I'm sure it changes in every region, but what temp range do you like to hunt coyotes in that is cold enough for prime pelts? I'm in S.W. New Mexico, and we haven't hit freezing yet, even at night....should i hold off till freezing weather? Thanks, rsbhunter


----------



## showmeyote (Dec 12, 2010)

Really hasnt been real cold here yet, and the pelts are very good! I really wouldnt know as far as temp


----------



## youngdon (Mar 10, 2010)

I'd think pelts are determined by hours of daylight, like most animal activities.


----------



## Hellbilly_SD (Nov 5, 2011)

youngdon said:


> I'd think pelts are determined by hours of daylight, like most animal activities.

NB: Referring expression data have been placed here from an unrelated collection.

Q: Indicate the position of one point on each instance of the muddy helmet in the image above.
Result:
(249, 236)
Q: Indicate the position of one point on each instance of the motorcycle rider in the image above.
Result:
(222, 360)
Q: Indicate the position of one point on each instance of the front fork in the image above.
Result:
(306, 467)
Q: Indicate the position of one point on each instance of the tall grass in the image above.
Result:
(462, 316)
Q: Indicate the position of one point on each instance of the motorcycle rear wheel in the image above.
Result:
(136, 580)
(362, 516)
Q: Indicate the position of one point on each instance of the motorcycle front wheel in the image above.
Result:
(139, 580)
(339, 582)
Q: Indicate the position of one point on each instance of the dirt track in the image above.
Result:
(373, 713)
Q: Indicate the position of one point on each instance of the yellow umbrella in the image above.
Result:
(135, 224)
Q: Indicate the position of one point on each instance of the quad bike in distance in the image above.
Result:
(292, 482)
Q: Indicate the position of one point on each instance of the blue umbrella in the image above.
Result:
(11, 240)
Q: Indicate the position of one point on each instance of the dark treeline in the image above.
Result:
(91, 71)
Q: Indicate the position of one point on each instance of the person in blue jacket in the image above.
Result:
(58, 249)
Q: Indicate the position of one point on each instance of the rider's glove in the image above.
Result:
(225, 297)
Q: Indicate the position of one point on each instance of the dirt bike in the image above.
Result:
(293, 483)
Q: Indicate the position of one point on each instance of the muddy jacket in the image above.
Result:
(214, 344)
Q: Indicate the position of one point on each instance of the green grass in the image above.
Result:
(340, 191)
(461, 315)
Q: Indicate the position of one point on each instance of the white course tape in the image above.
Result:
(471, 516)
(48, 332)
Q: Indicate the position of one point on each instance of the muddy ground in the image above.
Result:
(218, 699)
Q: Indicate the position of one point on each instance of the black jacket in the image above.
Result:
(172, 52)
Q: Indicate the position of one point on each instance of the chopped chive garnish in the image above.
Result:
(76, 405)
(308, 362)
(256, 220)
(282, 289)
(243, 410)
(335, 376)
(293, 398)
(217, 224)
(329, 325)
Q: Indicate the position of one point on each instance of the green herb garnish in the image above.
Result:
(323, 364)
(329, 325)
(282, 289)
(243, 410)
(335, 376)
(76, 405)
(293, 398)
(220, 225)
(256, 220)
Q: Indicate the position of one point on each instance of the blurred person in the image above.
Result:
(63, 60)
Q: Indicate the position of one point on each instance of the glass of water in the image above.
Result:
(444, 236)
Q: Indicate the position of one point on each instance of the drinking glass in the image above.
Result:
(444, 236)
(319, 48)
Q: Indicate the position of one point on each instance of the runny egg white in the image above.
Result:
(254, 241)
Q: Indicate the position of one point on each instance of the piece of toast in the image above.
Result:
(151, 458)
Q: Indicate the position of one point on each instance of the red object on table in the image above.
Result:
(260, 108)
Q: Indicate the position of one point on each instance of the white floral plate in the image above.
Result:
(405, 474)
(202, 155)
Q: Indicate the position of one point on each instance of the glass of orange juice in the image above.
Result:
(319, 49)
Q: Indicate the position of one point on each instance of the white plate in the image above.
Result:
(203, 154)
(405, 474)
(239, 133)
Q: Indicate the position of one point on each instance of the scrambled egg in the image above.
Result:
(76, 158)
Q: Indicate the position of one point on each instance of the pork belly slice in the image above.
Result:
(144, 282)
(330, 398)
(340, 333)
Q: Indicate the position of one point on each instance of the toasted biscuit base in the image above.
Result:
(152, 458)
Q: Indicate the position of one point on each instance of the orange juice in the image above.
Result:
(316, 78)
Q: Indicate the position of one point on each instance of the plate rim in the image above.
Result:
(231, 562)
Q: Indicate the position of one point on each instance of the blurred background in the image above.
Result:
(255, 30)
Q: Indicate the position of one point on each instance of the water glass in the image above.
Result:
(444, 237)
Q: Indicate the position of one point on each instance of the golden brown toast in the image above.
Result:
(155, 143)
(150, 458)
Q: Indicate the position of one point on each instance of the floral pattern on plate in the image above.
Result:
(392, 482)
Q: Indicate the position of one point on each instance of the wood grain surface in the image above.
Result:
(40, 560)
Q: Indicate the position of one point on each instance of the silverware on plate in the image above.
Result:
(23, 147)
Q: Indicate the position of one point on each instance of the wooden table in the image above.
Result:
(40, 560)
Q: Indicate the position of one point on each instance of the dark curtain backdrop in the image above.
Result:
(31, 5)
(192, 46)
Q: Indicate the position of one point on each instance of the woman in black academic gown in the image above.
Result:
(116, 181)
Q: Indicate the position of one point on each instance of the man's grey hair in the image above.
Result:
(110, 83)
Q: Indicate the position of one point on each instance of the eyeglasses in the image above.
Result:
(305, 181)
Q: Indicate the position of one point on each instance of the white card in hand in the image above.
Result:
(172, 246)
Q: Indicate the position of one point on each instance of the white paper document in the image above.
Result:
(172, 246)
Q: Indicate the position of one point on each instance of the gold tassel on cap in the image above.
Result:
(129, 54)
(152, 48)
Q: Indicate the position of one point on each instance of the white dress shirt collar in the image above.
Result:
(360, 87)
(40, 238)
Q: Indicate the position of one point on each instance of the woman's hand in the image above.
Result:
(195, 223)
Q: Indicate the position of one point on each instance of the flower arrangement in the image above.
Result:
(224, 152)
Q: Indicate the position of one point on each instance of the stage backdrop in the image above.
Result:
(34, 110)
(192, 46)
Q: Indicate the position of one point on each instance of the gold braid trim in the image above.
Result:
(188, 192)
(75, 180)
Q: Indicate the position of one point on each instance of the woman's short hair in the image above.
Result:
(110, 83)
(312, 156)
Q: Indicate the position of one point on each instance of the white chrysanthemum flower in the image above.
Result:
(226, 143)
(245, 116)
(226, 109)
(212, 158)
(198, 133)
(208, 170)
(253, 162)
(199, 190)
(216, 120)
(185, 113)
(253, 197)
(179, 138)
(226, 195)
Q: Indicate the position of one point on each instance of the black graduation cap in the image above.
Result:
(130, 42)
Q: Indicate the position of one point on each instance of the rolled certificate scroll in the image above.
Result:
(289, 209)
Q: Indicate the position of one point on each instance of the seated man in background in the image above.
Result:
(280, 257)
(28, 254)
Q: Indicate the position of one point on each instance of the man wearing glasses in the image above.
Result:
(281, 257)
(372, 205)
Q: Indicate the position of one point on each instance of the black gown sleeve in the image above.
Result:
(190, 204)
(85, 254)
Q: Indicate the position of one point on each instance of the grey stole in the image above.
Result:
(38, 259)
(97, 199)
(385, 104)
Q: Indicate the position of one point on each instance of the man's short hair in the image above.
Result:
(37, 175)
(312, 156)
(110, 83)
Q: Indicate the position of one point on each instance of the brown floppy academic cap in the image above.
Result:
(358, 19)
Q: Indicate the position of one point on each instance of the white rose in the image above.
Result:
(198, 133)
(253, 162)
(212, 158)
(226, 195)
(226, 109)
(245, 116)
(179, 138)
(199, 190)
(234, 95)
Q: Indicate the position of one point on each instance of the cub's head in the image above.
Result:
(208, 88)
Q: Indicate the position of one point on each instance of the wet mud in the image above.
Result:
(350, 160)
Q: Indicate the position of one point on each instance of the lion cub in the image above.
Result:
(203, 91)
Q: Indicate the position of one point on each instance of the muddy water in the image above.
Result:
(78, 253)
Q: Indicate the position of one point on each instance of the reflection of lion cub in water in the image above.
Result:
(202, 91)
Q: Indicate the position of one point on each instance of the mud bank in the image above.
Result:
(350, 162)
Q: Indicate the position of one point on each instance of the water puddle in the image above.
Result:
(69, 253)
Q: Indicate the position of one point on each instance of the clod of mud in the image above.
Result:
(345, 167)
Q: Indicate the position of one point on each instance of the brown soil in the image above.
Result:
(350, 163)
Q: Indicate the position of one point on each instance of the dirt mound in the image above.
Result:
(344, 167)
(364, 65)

That is what i was taught. We usually get good prime pelts around Nov 1 around here.


----------



## El Gato Loco (Jan 15, 2010)

youngdon said:


> I'd think pelts are determined by hours of daylight, like most animal activities.


Agreed... at least that's how I understand it all to work.


----------



## jkpipe (Feb 11, 2011)

Sounds silly maybe but I watch my old Tom cats coat. When he gets big and fluffy the coyote are good to go! Just my 2 cents.


----------



## knapper (Feb 5, 2010)

Up here survival of the pups is important that the temps. don't get too cold too early. Not sure how it was this year.


----------



## frozenbutt (Nov 27, 2011)

youngdon said:


> I'd think pelts are determined by hours of daylight, like most animal activities.


Yup that, most animals should be primed out by now. Same goes with the deer rut is by hours of daylight, not temps. Can't remember what they call this. It's called circadian rhythm or something like that. Dang now I got to see if I can find what it's called.


----------



## youngdon (Mar 10, 2010)

Yeah that's it FB.


----------



## HowlinRed (Feb 3, 2011)

I love the stuff we talk about on this site. I learn so much.


----------